峠に向かって林道を進む。あちこちに作業道が入っている。キャタピラーの付いた作業車が止まり、水路管が置かれていた。上空に送電線が見える。18番鉄塔へ上がる山腹に作業道がジグザグに横切っていた。裁断された丸太が並び、ショベルカーが止まる。林道は黒滝峠を裸にしていた。この峠はハツトナエ越とも呼ぶ。
林道は黒滝峠からオオボウキ谷へ下りていた。黒滝峠から掘り下げられた馬道に入る。薮を抜けてヒノキ林に入る。この古道は鉄を運んだ道だったが、あちこち薮になっている。小谷にイノシシの足跡があった。峠から30分ほどで大箒山北の鞍部。薮尾根を登る。20分ほどで大箒山。北側にクマ棚があった。
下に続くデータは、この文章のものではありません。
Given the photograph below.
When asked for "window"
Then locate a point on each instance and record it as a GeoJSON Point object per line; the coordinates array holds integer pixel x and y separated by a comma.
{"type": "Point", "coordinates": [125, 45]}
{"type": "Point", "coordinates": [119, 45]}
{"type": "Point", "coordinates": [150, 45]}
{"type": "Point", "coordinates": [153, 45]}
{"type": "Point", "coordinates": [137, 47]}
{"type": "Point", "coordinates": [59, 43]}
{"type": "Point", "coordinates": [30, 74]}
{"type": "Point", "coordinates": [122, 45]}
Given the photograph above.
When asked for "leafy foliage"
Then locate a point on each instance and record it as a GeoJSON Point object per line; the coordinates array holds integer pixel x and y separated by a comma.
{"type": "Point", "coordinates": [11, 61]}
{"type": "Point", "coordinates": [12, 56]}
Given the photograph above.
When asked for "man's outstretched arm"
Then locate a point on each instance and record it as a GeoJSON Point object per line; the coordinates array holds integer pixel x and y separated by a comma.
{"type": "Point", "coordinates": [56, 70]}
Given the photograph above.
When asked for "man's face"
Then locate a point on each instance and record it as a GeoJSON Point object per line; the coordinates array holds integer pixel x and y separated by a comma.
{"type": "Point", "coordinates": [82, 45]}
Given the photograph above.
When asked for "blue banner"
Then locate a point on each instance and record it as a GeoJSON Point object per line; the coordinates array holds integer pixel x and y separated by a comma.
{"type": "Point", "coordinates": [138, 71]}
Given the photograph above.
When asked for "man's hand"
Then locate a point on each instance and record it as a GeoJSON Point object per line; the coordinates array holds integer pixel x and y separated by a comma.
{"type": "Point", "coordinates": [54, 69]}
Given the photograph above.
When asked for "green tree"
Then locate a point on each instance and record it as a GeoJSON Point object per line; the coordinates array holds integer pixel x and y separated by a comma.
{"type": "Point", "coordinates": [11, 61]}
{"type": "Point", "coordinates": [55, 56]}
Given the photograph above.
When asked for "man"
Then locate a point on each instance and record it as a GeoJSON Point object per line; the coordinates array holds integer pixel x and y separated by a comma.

東の登山道を下る。ハウチワカエデが紅く染まる。オトコヨウゾメ、ミヤマシキミの赤い実。風も無いのに遠く南側のササが揺れている。15分ほどで東側の鞍部、馬道が南北に通っている。馬道を南へ進むと、数匹の小さいイノシシが逃げて行った。オオホウキ谷水源の湿地で遊んでいたのか。
コナラの枝が散乱していた。クマ棚がある。オトコヨウゾメに赤い五つの実が下がる。鞍部から30分ほどで大箒林道の登山口に下りる。林道は枝が覆い始めている。ムラサキシキブの実が多い。ヤマハンノキが伸びる。サルトリイバラの赤い実。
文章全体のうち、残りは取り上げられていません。